勉強法の本の多くには、復習について以下のように書かれています。
- 記憶した内容は一日経つとほとんど忘れられている
- 復習すれば、記憶した内容は復活する
- 復習を繰り返せば忘れにくくなるため、復習の間隔を延ばすことができる
だから一日後、三日後、一週間後のタイミングで復習するべきだ...などとよく言われるのですが、そこまで厳密に復習対象を管理している暇がある人はなかなかいないと思います。
学習した内容が増えれば増えるほど、管理のコスト(時間)も増えてしまうでしょう。
なので、資格試験のような「完全な記憶が要求される場合」以外は、もう少しアバウトに「忘れる前に繰り返す」くらいがいいと思います。
本棚をざっと眺めることです。
眺めて、忘れているものは読み返します。
ちなみに僕は今、2ヶ月前に読んだ「ふろむだ本」を読み返しています。
理解してないものは覚えられない
英単語などの単純なものでさえ、文脈と絡めたり実際に使わない限りはなかなか覚えられません。
本を通じて何らかの主義・主張に触れたとしても、その内容を理解できていないと全く記憶に残りません。
ただ読むだけではダメで、大人になると、「理解できていない内容」は覚えられないのです。
僕が新人の頃、上司に仕事の説明をしてもらい、必死になって説明内容をノートに取り、そのノートを何度も読み返したのですが、全く内容が頭に入ってきませんでした。
「なぜそうなるのか」
「どういう理屈でそのようにしたのか」
という基礎となる部分の理解ができていなかったからです。
重要そうなキーワードだけ覚えても、理解が伴わなければ使えません。
なので、覚えると同時に「まず理解する」ことが大切です。
理解するには点と点をつなげる
一度読んで理解できなかったものでも、別の機会に読み直してみたら理解できた、という経験があるかもしれません。
初めは頭の中の知識が断片的で、知識の点と点がバラバラになっている状態です。
一度全体を俯瞰すると、点と点がつながって線になり、目の前が開けたように理解できることがあります。
僕がプログラミングを勉強し始めた頃、本を読んでも何がなんだかさっぱりわかりませんでした。

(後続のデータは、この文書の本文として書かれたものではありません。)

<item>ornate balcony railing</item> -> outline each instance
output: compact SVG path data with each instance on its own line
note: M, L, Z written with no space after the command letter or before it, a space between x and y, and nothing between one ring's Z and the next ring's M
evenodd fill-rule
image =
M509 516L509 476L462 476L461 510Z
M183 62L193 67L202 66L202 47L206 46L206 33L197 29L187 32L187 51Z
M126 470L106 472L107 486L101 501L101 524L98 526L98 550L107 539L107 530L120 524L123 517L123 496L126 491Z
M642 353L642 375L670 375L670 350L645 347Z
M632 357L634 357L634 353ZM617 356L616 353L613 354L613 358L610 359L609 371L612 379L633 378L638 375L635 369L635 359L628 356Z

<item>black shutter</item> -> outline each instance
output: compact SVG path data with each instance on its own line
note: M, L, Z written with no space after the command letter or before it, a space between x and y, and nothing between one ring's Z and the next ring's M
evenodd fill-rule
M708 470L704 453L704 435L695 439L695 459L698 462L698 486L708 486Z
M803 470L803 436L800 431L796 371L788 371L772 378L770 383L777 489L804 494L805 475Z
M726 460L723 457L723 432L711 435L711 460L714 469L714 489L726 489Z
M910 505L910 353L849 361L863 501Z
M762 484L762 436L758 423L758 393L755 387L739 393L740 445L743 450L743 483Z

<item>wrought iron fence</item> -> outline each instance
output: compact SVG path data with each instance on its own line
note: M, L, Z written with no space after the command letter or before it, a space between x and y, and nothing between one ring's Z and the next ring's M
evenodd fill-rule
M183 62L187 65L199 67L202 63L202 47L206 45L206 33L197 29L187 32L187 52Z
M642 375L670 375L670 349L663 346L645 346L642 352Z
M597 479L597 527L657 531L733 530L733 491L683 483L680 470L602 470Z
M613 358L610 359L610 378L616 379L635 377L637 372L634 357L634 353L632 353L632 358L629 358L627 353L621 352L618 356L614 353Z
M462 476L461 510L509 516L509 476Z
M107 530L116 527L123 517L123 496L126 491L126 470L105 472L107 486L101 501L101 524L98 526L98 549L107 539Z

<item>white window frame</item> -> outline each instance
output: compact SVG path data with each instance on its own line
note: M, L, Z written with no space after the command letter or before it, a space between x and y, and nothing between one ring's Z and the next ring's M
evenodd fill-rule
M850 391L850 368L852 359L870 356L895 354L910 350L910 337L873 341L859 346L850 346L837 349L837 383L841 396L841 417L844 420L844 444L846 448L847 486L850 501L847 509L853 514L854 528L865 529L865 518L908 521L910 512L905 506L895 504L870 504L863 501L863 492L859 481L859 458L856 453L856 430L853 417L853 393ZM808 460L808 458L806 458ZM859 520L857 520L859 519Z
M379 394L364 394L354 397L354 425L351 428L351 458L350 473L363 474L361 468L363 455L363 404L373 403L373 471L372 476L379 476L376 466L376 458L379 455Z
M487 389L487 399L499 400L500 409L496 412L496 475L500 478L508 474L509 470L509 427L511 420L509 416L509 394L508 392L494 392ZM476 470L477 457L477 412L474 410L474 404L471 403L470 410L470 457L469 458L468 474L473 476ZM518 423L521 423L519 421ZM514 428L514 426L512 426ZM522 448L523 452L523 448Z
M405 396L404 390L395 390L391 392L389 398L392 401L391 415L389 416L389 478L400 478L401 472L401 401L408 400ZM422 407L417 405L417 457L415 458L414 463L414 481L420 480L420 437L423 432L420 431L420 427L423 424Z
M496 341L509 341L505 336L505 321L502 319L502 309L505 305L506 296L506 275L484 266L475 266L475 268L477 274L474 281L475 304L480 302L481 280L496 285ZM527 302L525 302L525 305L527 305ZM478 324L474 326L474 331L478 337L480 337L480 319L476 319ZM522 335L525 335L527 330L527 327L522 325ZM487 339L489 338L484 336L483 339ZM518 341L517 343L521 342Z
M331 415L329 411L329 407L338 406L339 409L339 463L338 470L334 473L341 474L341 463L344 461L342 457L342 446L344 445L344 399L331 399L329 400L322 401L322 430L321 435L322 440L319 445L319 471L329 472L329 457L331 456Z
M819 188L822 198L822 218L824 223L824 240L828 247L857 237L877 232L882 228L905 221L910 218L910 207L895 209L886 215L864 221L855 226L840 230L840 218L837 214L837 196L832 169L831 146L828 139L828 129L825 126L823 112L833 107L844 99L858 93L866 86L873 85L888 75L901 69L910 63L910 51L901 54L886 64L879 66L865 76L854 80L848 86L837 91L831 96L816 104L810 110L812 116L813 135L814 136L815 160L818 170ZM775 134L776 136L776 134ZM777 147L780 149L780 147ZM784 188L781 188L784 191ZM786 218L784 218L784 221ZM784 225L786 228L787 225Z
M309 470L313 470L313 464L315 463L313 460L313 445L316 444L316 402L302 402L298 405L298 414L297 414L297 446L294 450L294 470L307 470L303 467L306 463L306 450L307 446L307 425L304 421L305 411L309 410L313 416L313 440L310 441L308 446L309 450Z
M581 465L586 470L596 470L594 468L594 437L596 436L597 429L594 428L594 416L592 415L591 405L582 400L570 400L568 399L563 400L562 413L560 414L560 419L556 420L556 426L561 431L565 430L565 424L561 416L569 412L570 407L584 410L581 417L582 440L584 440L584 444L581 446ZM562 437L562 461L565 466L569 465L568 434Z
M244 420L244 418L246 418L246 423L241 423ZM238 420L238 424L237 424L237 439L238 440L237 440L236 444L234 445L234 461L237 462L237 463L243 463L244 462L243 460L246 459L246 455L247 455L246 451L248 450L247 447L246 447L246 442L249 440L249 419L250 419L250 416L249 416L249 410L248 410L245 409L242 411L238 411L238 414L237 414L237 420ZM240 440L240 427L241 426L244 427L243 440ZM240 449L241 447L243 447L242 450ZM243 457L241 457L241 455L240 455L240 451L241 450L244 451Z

難しいことばかり書いてあって、読んでも読んでも意味不明だったのです。
しかし、一度素晴らしい本に出会い、概念を理解できるようになってからは、以前のように本を読んでつまづくことはなくなりました。
なので、本を読んで躓いた方は、
- わからないところを飛ばして、全部読んでからもう一度読んでみる
- 別の本を買って、違う角度から勉強してみる
などを試してみてください。
いま僕は、同じことを統計学やファイナンスの勉強で試みています。
目次を使おう
目次を復習に使う方法は有名ですよね。
目次を読んで、目次から内容を「思い出す」のです。
内容が思い出せなければ復習して、思い出せれば復習しなくてもOK。
復習で大事なのは「読み返す」よりも「思い出す」ことなので、目次単位で振り返ることで、大幅に時間を節約できます。
本を読んでいる途中でも、たびたび目次を振り返り、
「あれ、ここなんて書いてあったっけ?」
と思い出すと効率が上がると思います。
同じような方法に、「読書メモを取っておいて、空いた時間に読み返す」という技もあります。
歩きながら「思い出す」訓練
僕が読んできた勉強ノウハウ本の総まとめみたいになっているのですが、歩きながら「読んだ内容を思い出す」訓練は時間が有効に使えておすすめです。
トイレに行っている時間でも構いません。隙間の時間に
「あのとき読んだ本の内容ってこんなんだっけ?」
と思い出すことで、記憶が強化されます。
歩きながらスマホを見たり、音楽を聞いている人は多いと思いますが、あえて何もせずに脳内で復習する、というライフハックもおすすめです。
暇な会議中でもできるのがポイントでしょう。
カンペを作る
そもそも社会人は受験と違って、いくらでもカンニングすることができます。
理解していない内容をググってもたいして役には立ちませんが、一度記憶して理解した内容であれば、検索したらすぐに使える形で引き出すことができます。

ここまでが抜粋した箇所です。